La Misa entre los 13 y los 17 años

Hasta los doce años la experiencia de la Eucaristía es algo muy limitado. Nuestros padres nos llevan a misa y, si está adaptada para niños, puede resultar atractiva. Se vive la comunidad, hay cantos e intervenciones y los niños no se aburren.
A partir de los dieciocho la Eucaristía es estrictamente una opción personal. Dependiendo de lo que haya sido nuestra formación en la Fe, podemos darle una mayor importancia, recordar experiencias importantes de Dios y aprovechar la celebración para dejarnos iluminar por Dios.
Pero entre los trece y los diecisiete estamos en tierra de nadie. Los padres siguen presionando a los niños para ir a misa, pero ya no les resulta tan atractiva.
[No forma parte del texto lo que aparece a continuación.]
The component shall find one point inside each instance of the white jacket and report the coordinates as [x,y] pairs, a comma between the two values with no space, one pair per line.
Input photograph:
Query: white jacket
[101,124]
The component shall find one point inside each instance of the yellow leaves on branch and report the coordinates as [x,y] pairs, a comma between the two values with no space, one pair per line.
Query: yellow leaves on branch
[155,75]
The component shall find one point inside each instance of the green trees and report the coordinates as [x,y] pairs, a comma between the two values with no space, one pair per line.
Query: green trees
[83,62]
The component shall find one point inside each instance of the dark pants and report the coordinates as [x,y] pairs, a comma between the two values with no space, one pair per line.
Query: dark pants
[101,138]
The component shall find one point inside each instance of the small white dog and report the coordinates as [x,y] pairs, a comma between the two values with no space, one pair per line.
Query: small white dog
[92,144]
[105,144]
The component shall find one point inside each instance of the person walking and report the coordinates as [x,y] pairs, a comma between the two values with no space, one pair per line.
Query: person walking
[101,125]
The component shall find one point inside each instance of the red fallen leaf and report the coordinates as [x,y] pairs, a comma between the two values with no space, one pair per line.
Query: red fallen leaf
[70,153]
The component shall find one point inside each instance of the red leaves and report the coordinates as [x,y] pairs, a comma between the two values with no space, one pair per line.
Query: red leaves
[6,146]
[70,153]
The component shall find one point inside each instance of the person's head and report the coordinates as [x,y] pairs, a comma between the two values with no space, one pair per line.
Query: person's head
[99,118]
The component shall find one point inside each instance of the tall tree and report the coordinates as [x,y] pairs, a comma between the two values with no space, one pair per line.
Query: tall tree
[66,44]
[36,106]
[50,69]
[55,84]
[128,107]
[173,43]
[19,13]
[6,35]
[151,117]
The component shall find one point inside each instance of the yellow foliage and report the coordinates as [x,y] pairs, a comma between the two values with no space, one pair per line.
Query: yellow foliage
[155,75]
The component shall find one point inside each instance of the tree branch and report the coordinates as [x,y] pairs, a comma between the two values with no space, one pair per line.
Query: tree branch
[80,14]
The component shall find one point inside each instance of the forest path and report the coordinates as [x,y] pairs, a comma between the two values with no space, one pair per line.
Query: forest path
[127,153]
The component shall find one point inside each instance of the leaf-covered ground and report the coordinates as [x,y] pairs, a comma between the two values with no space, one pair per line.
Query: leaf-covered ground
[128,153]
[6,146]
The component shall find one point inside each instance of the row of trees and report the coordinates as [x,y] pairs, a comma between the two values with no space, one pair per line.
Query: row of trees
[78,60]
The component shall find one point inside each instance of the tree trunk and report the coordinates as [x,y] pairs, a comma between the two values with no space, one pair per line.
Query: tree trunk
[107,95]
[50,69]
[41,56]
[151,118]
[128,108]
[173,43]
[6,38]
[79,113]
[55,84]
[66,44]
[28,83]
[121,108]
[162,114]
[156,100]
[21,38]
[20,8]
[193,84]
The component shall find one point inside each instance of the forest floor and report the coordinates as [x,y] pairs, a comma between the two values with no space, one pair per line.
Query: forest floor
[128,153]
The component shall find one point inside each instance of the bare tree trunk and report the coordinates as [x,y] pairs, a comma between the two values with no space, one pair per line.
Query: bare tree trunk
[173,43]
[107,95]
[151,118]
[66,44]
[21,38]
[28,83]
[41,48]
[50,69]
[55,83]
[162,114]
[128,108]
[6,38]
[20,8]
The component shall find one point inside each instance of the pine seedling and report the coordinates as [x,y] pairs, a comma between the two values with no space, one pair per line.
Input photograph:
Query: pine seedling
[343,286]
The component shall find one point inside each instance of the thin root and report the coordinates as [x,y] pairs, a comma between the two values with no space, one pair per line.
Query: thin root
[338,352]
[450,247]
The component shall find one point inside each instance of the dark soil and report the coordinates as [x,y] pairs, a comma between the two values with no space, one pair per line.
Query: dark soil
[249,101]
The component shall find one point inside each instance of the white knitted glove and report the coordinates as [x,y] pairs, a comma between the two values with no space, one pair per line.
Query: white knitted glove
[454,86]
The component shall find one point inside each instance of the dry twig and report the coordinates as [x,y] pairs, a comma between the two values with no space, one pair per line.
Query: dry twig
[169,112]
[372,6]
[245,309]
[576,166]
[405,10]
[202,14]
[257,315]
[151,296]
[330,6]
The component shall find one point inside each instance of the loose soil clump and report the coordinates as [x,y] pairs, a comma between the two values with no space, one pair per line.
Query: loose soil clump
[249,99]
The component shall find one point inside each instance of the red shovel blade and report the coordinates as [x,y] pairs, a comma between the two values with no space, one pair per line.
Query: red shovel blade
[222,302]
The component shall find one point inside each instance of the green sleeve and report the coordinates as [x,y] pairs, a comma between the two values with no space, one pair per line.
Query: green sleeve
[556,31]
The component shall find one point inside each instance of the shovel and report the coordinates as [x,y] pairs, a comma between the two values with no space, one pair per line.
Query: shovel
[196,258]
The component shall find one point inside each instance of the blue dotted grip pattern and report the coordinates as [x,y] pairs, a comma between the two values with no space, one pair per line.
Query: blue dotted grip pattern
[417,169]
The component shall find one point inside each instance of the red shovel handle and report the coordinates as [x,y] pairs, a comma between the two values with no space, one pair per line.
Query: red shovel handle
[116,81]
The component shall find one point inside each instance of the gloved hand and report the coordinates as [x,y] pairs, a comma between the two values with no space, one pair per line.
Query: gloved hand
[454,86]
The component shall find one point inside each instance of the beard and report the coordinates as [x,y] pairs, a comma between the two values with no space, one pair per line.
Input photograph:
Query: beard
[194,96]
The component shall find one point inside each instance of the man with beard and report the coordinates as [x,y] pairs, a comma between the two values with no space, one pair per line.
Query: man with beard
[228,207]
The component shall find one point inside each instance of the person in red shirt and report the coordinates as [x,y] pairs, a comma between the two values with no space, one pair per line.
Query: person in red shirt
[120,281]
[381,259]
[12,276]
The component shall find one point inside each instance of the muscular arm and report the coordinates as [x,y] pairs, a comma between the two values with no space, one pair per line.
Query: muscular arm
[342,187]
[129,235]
En nuestro grupo de Bachilleres también son los padres los que les llevan al principio y después van empezando a valorar por si mismos la importancia de celebrar la Eucaristía en comunidad.

Pero son todavía demasiado jóvenes para guardar silencio, comportarse correctamente, prestar atención... Los acompañantes de bachilleres tenemos que hacer verdaderos esfuerzos para no pegarles un grito y tratar de atraerles sin forzarles, reñirles sin que se sientan agredidos. La misa está adaptada a su edad y procuramos rodearla de símbolos que les resulten conocidos. Cada semana se encarga una promoción de prepararla para que vayan expresando sus propias vidas en la Eucaristía y de esa manera conseguir que sus vidas se conviertan en Eucaristía.
Pero todos estos esfuerzos se quedan en nada cada vez que los chavales se van al terminar su reunión y no se quedan a la misa...

Aquí entra la Fe para poder seguir todos los sábados poniendo las fuerzas en el Señor. Estoy convencido de que Él tiene sus propios caminos para enganchar a estos chavales y conectar con ellos en la Eucaristía. No se trata de la edad ni del esfuerzo que hagamos nosotros o ellos, se trata de que el Señor les hable directamente al corazón. Aquellos que dejan un hueco para que les llegue la palabra de Dios podrán tener una experiencia personal de Dios. ¿Serán muchos, serán pocos?...Unos ciento, otros sesenta, otros treinta...
No somos nosotros los encargados de medir el éxito de Dios, cumplamos nuestro deber y dejemos el éxito en sus manos.